CCLXXII – Les cabinets particuliers.

 

Le dimanche où devait avoir lieu la première séance du portrait de la petite Abeille, Pétrus attendait dans l’atelier dès huit heures du matin, quoique ses visiteuses ne dussent arriver qu’à midi.

À dix heures, il fit demander au capitaine s’il voulait déjeuner avec lui.

Mais Jean lui annonça d’un petit air discret que le capitaine n’était pas rentré depuis la veille.

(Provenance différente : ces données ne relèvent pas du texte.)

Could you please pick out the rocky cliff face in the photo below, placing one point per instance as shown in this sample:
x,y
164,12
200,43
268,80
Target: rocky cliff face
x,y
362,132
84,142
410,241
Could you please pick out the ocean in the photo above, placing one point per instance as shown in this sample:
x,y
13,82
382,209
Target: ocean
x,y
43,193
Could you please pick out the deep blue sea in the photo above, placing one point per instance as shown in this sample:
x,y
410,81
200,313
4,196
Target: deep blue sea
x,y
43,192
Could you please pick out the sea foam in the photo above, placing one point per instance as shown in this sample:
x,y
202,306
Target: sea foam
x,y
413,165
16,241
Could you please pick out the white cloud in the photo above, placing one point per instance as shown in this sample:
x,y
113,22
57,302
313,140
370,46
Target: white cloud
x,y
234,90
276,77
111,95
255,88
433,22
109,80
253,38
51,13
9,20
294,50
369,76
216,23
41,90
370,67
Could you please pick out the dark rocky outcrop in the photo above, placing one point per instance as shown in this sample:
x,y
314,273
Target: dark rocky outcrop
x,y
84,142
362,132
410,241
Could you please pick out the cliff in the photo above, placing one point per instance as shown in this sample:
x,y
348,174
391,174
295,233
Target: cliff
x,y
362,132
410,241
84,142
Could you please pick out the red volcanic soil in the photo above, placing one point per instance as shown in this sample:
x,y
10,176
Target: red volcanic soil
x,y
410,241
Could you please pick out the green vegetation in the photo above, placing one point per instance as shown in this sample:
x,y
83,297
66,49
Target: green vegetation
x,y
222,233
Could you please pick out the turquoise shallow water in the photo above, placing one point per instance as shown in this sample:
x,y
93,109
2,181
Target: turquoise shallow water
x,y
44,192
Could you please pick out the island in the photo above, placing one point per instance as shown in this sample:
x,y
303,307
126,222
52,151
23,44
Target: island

Pétrus éprouva un sentiment de bien-être à l’annonce de cette absence.

Il craignait que Régina ne rencontrât le capitaine.

Si des natures comme celle de Ludovic, comme celle de Jean Robert, comme la sienne même, éprouvaient parfois de la répugnance devant cet homme, qu’en serait-il donc de l’aristocratique organisation de Régina ?

Il lui semblait maintenant qu’il aimerait autant dire qu’il était ruiné et obligé de vendre ses meubles, que d’avouer qu’il avait chance de devenir quatre fois millionnaire en héritant de son parrain.

Aussi donna-t-il l’ordre à Jean, si le susdit parrain rentrait pendant que Régina serait dans son atelier, de dire au capitaine qu’il était en séance.

Ces précautions prises, il déjeuna les yeux fixés sur la pendule.

À onze heures, il fit sa palette le plus lentement possible.

À onze heures et demie, il se mit à tracer sa composition au crayon blanc sur la toile.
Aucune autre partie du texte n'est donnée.